Affiliation:
1. shenzhen Maternal & Childhealth Hospital
Abstract
Abstract
Purpose
To investigate the associations between the total body mass index(BMI) change at 3 or 4 years postpartum compared to the prepregnancy and cardiometabolic risk factors.
Methods
This longitudinal study included 1305 participants. Based on the total postpartum BMI changes, they were divided into < 0 units, 0-1.7 units, and > 1.7 units groups using the interquartile range.
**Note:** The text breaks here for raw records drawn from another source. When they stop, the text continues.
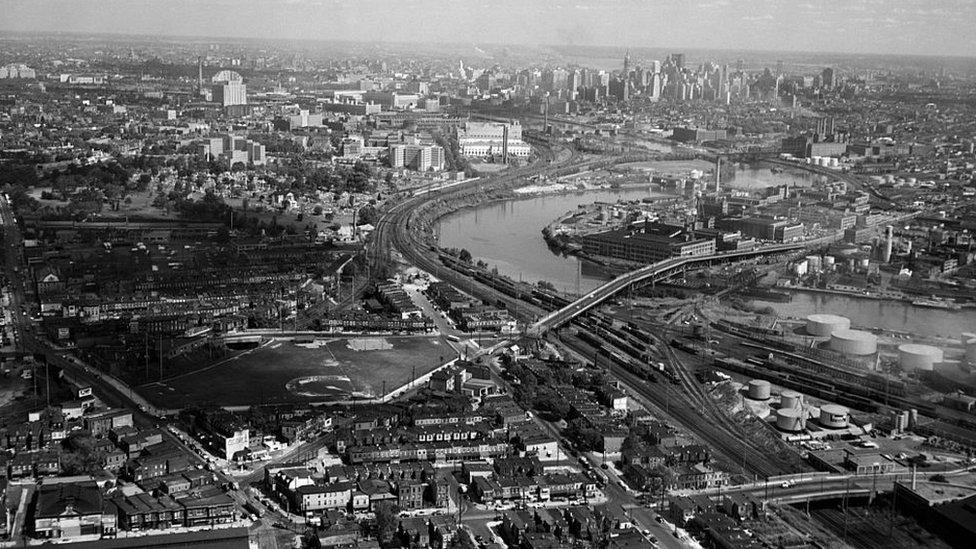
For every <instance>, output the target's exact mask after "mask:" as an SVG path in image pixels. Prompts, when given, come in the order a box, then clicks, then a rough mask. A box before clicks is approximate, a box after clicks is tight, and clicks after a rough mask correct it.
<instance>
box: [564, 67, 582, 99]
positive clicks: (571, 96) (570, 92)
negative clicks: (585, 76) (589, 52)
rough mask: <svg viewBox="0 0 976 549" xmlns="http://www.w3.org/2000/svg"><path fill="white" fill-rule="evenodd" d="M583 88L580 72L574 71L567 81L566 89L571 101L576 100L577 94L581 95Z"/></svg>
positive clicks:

Multiple linear regression models were used to analyze the associations.
Results
Compared to the reference group, there was a progressive increase in the βcoefficient (βcoef) of homeostasis model assessment of insulin resistance (HOMA-IR) of cardiometabolic risk in the following groups: the ‘0-1.7 units’ group with the ‘high prepregnancy BMI + high gestational weight gain (GWG) trajectory’ [βcoef 0.33; 95% confidence intervals (CI): 0.22, 0.44)] or the ‘very high prepregnancy BMI + very high GWG trajectory’ [0.66; (0.45, 0.88)] and the ‘>1.7 units’ group with the ‘normal prepregnancy BMI + normal GWG trajectory’ [0.33; (0.22, 0.44)], the ‘high prepregnancy BMI + high GWG trajectory’ [0.54; (0.41, 0.67)] or the ‘very high prepregnancy BMI + very high GWG trajectory’ [0.97; (0.79, 1.15)]. However, the ‘<0 units’ group with the ‘low prepregnancy BMI + low GWG trajectory’ [0.13; (0.06, 0.21)] and the ‘0-1.7 units’ group with the ‘low prepregnancy BMI + low GWG trajectory’ [0.08; (0.03, 0.13)] had higher high-density lipoprotein cholesterol (HDL-C) level than the reference group.
Conclusion
Women with a postpartum weight gain > 1.7 units are positively associated with cardiometabolic risk factors, especially those with a high prepregnancy BMI and high GWG. Conversely, women with a postpartum weight loss > 0 units have negative association with cardiometabolic risk factors.